Pleiades Content Methods
What we need to do to get content (especially legacy content) into Pleiades, and the tools we use to make that happen.
CAP Map-by-Map Directory Listings
Let's call the XHTML data "hDir", the XML data "xDir".
- Convert from MSWord to well-formed XHTML, minus MSWord tags, and put somewhere safe
- done 18 November 2008; it's on atlantides.org under /var/pleiades/batlas/dirs/xhtml/ (accomplished with code in dir2xml.py in BADataMunger; see README.txt)
- Convert from MSWord to some kind of relatively clean, semantic XML and put somewhere safe
- first stab 18 November 2008; on atlantides.org under /var/pleiades/batlas/dirs/xml/ (accomplished with code in dir2xml.py in BADataMunger; see README.txt)

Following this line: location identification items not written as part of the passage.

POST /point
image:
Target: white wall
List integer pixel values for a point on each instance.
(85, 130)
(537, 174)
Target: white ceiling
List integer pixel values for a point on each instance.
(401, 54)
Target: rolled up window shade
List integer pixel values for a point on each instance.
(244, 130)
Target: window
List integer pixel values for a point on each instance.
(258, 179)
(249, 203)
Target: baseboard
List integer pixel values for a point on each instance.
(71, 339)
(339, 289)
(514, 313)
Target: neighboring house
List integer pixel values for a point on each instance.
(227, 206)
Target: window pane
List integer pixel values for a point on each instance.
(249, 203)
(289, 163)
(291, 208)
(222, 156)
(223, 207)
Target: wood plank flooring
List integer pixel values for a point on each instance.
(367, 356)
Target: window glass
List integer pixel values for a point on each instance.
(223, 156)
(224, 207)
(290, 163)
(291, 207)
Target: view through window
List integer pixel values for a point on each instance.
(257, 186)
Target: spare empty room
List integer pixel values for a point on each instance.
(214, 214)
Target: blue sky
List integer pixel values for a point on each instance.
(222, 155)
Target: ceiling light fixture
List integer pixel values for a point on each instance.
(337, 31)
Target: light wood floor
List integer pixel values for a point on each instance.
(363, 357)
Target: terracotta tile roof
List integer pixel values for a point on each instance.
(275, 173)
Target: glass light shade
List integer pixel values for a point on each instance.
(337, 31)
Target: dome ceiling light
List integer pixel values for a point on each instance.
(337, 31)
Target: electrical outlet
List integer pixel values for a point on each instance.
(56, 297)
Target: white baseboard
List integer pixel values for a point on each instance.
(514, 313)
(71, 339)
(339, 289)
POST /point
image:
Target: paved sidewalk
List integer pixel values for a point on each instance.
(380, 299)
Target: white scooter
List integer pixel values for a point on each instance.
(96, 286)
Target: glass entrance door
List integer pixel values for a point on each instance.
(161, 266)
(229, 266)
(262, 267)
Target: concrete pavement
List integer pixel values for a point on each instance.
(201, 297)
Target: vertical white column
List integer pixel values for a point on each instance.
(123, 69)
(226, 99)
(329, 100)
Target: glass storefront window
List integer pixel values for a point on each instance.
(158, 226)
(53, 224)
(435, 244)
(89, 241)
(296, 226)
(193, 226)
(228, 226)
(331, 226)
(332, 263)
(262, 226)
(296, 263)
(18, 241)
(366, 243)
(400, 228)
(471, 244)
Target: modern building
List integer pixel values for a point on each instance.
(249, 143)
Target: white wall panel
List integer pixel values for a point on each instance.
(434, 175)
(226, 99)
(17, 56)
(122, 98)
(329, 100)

- basically munged together batlasid xml with old-style frankenformat xml
CAP Bibliography Listings
As above, "hBib", "xBib".
- Extract from directory XHTML (see above) and convert to XHTML term lists instead of just paragraphs
- Convert from XHTML term lists to MODS by parsing and matching, where possible, with the AWMC bibliographic database content, already in MODS
- Submit book records to Open Library
- Keep existing bibliographic service
- prep and upload tooling needs to be streamlined and made easier to use (BibIt, plus I think some BADataMunger dependencies)
- make Zotero interop better (lossless-ier) than current COinS support
- Current bibliographic data is in the pleiades-bibliography module
Matching CAP-list-extracted data with map-digitized data
- extract/retool the existing logic that's used to match digitized map data with the directory data so it can be cleanly packaged for use in a tool
- maybe subclass concordia.matchtool to do the job?
Fuzziness
Resolving ambiguity between map sheet features and map directory records is the community's work. Development should focus on indicating ambiguity and showing possibilities.
Example:
Map grid A1 has two unlabeled bridge features, the directory has 2 records for "unnamed bridges" in grid A1.